Ох, милая ты моя, самому бы мне кто разъяснил, кто бы самого меня на путь истинный наставил. Сам как в потемках живу, на ощупь, все меньше верю зазывным и громким речам, все чаще ловлю в сегодняшнем дне тревогу и боязливо заглядываю в день завтрашний. Все чудится, что мало чему научились, что тянутся по-прежнему руки переломить жизнь, как палку через колено… Так ведь было уже это, было…

Сидел я в архиве, читал до рези в глазах, до слезы, старые документы и передачу по телевизору, с которой весь сыр-бор разгорелся, тоже видел, знаю теперь, что тот большой командир из Москвы, взятый по линии энкавэдэ, проводил в наших сибирских краях коллективизацию, призывал к борьбе с кулаком и карал твердой рукой неразворотливых. Был он накрепко связан с моим дедом, с тетей Марией, с моим отцом и еще с дядей Ильей, который погиб на фронте, хотя ни они его, ни он их никогда не видели. Но – было. Из песни слов не выкинешь. Железный приказ, спущенный из центра, подпитывал рвение на местах, спускался еще ниже, до сельсоветского уровня, и здесь, выпрямляясь со свистом, как сжатая до отказа пружина, бил по дворам и усадьбам с такой силой, что пыль и щепки летят и повизгивают до сегодняшнего дня. Среди тех, кто исполнял приказ, не в последних числился и командир из Москвы, а дочка его, которая после таскала носилки с кирпичами, отдыхала в тот год на Черном море, в санатории. В тот самый год, о котором я не раз просил рассказать Марию. А она все отнекивалась и вспоминала другое, совсем другое:

– Шибко уж тятя коней любил. Испокон веку ямщину гоняли, как не прикипишь. Ночью, бывало, встанет и бежит коней проведать, да по три-четыре раза, сон, говорит, дурной приснится, я и бегу. С пашни или с покосу едем, он вот эдак вот привстанет, вожжи перехватит рукой, а другу-то – пальцы в рот, да как полохнет свистом – лошади уши прижмут со страху и мчат. Мало ему, так он привскочит да заблажит: «Гра-а-бя-а-ят!» Ну, кони и вовсе – скорее ласточки. А когда коней отобрали, он в колхоз не пошел, конюхом в лесоучастке работал. Сама-то уж не видела, а рассказывали. Выпьет вина, кобылку казенну запрягет, выедет на луг, разгонит ее, а не то уж… Незавидна кобылка, доходная. Остановит ее, лягет в телегу и плачет, плачет… больше и сказывать не надо.

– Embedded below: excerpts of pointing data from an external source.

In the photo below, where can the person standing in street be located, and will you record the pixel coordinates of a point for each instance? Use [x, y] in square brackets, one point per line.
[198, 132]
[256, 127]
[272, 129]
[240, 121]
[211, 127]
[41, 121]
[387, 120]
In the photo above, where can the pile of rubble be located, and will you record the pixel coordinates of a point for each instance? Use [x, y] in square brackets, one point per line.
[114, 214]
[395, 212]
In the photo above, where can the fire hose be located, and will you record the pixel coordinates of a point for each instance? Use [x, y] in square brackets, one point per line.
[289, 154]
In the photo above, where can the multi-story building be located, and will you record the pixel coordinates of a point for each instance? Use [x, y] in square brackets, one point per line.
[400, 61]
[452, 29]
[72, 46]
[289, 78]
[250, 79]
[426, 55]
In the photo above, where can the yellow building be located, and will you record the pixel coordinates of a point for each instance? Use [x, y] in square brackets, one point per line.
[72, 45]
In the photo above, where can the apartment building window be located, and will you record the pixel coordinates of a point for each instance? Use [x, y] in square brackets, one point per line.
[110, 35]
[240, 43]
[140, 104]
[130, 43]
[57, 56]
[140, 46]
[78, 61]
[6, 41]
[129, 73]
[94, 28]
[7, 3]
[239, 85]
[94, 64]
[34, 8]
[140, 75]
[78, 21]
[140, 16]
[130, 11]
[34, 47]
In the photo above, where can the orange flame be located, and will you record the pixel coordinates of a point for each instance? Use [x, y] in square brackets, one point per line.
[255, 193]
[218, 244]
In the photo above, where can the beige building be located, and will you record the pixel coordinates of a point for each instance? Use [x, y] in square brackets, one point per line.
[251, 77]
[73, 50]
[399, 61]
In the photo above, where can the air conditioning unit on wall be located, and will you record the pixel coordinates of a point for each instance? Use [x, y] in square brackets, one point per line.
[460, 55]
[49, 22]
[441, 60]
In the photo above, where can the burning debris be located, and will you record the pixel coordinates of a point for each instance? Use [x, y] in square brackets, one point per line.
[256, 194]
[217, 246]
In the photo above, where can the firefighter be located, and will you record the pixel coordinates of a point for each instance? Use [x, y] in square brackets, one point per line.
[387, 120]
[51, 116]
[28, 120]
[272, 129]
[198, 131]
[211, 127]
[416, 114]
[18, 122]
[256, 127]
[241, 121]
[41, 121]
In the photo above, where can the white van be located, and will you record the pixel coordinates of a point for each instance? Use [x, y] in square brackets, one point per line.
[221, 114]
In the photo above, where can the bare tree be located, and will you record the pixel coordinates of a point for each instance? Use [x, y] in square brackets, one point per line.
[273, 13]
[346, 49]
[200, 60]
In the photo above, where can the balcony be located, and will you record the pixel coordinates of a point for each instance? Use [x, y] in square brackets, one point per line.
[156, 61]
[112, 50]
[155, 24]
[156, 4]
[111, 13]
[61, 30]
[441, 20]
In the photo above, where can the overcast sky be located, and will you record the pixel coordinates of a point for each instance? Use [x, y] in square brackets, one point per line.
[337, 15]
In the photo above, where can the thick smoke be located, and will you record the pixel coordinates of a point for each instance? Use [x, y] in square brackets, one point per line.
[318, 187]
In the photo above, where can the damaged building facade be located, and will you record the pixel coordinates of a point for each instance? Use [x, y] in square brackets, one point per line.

И все-таки, по кусочкам да по крохам, свел я те дни воедино в такой вот рассказ.

Раскулачивать деда пришли утром. Председатель сельсовета, по заглазной кличке «Умру за колхоз», был в боярковых пимах, то есть катанных из белой шерсти, а по ним – красная строчка. Пимы он за три дня до этого у деда забрал, вызвал того в сельсовет и говорит:

– Разувайся. Равенство надо навести, у тебя еще пимы есть, а у меня ни одних. Умру за колхоз, а не отступлюсь.

Снял дед пимы, домой вернулся босым, в руке – портянки. А когда-то от пятерых лихих варнаков, ночью напавших на его кошевку, сумел отбиться. Но там варнаки были, с них спросу нет, а тут, как ни крути, – власть. Может, поэтому подчинился? Или из-за детей? Теперь уже не узнаешь. Скорее всего, потому мужик дрогнул, что обрушилась эта напасть разом, оглушила, ошарашила, и не смог он с ней совладать, одеревенел, глядя на открытый грабеж посреди белого дня.